Homefront: WWII vs. Vietnam War (09:43)
During WWII, Charlottesville mobilized proudly for the war effort, but during the Vietnam War, there is no sign support for the war. The local newspaper supports the war and government through editorials, but like many community members, expresses some concern. High school students are especially frustrated and angry about the Vietnam War.
Opinions on Vietnam War (06:18)
Although a local company has gained business from military contracts, many employees do not support the war. Veterans and Army Reserve members express differing views on the purpose of the war. Americans seem willing to support the imperial impulse of the U.S., but many are joining the Reserve, Navy, or Air Force in order to avoid the draft or ground duty.
Organization and Family Positions on Vietnam (08:01)
The Charlottesville Junior Chamber of Commerce and Veterans organizations are supportive of war efforts, but some veterans express concern about methods and hope for an end to the war. Families often do not actively support or oppose the war, but this uncertainty makes deaths of young men even more tragic to families. A University of Virginia professor argues that the government has not made the purpose of the war clear to young people, creating confusion and anger.
Student Views on War (09:11)
Young members of the ROTC express support for the Vietnam War, arguing that the U.S. has an obligation to destroy the communist threat and make a resolution; at the same time these young men often do not understand the war and do not want to be drafted. Some University of Virginia professors are against the war but are unsure how to bring it up in class or speak out against it. Students and teachers gather at a symposium to discuss the strategies and historical context of Vietnam.
Draft Evasion and Objection to War (09:19)
David Nolan of the Southern Student Organizing Committee explains that most students want to avoid the draft whether they support the war or not, and come to him for help: some have moved to Canada. There is not much sign of anti-war sentiment on the University of Virginia campus or among the poorer residents, although some realize that the amount of funds going to the war threatens the poverty programs. A father discusses the choice of his two sons to be conscientious objectors.
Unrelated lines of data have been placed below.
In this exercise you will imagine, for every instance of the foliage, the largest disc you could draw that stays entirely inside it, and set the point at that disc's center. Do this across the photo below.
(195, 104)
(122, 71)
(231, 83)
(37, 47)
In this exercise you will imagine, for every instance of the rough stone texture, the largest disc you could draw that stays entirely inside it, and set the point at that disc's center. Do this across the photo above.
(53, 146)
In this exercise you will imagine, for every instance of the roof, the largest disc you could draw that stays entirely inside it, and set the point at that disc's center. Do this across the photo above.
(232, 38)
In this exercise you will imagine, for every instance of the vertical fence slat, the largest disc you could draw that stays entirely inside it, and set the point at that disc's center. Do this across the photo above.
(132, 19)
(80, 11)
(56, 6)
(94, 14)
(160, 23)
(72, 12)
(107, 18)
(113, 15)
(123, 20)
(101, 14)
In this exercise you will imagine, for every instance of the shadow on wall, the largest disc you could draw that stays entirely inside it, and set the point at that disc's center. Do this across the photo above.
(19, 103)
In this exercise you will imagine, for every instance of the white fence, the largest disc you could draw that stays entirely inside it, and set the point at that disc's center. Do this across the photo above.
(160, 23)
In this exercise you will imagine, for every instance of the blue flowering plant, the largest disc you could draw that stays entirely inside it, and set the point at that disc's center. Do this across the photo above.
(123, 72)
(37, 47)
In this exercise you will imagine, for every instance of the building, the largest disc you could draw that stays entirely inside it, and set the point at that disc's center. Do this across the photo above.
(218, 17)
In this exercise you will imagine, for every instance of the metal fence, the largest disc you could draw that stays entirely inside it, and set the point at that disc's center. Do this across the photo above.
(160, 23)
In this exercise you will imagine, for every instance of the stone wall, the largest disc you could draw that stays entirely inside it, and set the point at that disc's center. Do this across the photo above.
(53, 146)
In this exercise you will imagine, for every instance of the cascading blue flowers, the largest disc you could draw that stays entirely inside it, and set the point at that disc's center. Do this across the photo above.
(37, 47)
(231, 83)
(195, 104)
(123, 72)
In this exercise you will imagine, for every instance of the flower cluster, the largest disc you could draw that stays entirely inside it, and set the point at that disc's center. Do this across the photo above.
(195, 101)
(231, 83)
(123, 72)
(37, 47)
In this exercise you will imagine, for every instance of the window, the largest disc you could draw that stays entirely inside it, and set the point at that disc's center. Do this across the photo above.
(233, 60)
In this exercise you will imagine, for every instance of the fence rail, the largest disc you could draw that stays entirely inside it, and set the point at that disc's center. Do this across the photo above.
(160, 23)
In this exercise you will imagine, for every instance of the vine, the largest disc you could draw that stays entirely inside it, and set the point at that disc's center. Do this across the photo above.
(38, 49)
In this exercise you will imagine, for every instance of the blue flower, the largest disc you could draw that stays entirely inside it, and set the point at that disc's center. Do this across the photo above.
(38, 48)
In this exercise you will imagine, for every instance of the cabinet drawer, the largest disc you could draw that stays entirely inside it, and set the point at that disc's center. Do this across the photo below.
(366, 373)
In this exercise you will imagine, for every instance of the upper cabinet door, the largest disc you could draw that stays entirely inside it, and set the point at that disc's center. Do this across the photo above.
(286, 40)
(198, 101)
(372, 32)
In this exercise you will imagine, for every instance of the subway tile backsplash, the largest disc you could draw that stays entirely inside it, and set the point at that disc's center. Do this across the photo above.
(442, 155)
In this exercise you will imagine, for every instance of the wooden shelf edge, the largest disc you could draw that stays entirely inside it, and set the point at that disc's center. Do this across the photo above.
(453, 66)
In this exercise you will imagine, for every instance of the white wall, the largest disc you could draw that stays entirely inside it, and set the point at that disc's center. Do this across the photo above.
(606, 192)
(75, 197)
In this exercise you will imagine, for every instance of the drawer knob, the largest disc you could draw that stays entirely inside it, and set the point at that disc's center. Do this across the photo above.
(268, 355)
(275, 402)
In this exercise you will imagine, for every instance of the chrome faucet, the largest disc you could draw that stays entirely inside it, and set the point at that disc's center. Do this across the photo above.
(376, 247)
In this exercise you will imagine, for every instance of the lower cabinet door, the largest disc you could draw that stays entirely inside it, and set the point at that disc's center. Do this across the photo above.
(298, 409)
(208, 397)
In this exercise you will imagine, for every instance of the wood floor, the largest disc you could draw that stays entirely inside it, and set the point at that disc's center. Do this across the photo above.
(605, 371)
Ministers' Concerns About War (06:16)
Charlottesville ministers express concern about how the war is affecting the people in their congregations, arguing about how the Vietnam War is different from other American wars, and what determines its morality. While community members seem indifferent, some ministers have noticed a growing concern about the war and an uncertainty about whether they can justify the war or trust the government to do what is right.
Impact of Soldier Death on Family (07:51)
After Anthony Jones died in Vietnam, the Jones family has felt grief, anxiety, and confusion about the war. Their ideas about the war have come more from Anthony's letters than the news: Anthony believed he was fighting for a good cause. His mother was troubled by requests that showed he was not equipped with basic necessities. The family is not outwardly opposed to the war, holding on to a hope that Anthony did not die in vain.
Confusion on Homefront (01:44)
As another young man is drafted and accepts his ticket to the induction center, more families face increasing anxiety about the Vietnam War. The town of Charlottesville is not quiet out of apathy, but out of uncertainty; they would fight evil willingly, but many view the war itself as evil.